* [PATCH] Device-mapper misc cleanup
@ 2012-03-19 15:53 Hannes Reinecke
2012-03-19 15:53 ` [PATCH] dm: zero out bi_end_io on remapping failure Hannes Reinecke
0 siblings, 1 reply; 10+ messages in thread
From: Hannes Reinecke @ 2012-03-19 15:53 UTC (permalink / raw)

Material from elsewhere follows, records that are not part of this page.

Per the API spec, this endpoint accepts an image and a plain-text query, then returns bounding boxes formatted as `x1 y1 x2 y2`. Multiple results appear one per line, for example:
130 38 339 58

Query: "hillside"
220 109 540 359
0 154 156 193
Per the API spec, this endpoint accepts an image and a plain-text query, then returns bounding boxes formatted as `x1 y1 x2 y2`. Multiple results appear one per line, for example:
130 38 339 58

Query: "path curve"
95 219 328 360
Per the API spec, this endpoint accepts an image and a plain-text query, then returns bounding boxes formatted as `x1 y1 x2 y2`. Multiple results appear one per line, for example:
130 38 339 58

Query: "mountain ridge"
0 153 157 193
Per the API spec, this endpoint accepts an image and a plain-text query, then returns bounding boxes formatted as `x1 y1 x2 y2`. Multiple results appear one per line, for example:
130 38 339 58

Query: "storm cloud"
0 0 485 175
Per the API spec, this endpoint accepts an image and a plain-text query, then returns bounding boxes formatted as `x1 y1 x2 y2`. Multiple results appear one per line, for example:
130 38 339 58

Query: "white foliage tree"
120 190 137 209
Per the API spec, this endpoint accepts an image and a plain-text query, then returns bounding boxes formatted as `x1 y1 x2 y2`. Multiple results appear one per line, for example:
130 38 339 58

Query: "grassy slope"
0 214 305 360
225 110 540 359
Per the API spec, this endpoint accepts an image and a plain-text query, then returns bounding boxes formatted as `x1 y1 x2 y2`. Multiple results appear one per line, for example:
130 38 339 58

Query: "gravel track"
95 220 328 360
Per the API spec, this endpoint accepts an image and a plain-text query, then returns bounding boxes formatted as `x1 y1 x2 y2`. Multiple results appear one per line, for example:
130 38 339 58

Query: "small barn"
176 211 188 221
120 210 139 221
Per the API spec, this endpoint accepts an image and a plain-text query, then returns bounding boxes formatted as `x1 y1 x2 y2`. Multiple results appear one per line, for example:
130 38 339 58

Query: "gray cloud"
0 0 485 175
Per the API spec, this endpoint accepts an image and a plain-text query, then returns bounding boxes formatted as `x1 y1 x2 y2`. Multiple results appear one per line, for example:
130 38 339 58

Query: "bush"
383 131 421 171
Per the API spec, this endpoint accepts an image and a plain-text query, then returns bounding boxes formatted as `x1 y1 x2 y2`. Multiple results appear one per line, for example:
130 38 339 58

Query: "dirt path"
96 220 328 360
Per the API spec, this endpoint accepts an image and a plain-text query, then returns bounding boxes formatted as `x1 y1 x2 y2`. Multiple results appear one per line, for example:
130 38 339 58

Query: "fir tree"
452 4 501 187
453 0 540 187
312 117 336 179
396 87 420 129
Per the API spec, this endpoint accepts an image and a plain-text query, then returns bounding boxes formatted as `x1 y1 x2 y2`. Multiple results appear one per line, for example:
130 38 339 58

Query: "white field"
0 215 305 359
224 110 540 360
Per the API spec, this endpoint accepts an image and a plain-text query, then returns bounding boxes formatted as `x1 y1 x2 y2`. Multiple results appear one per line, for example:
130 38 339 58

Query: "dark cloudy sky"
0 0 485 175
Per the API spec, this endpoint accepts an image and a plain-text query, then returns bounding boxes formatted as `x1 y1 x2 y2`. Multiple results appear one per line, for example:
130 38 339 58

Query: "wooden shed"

To: dm-devel; +Cc: Alasdair Kergon
This is small patchset for some cleanups I've found during
debugging other issues:
- Zero out bi_end_io: I always find it more convenient to
explictly zero out things we've set previously. No harm
done, but possibly easier debugging.
- Simplify call to free_devices(): free_devices() already
does a list_for_each(), so we don't have to check for
list_empty...
- Delayed cleanup for dm_table_destroy(): We have krefs
in the kernel, which does exactly what we want. And I
fail to see why we can't use them here. Plus we're
saving an msleep ...
Hannes Reinecke (3):
dm: zero out bi_end_io on remapping failure
dm-table: simplify call to free_devices()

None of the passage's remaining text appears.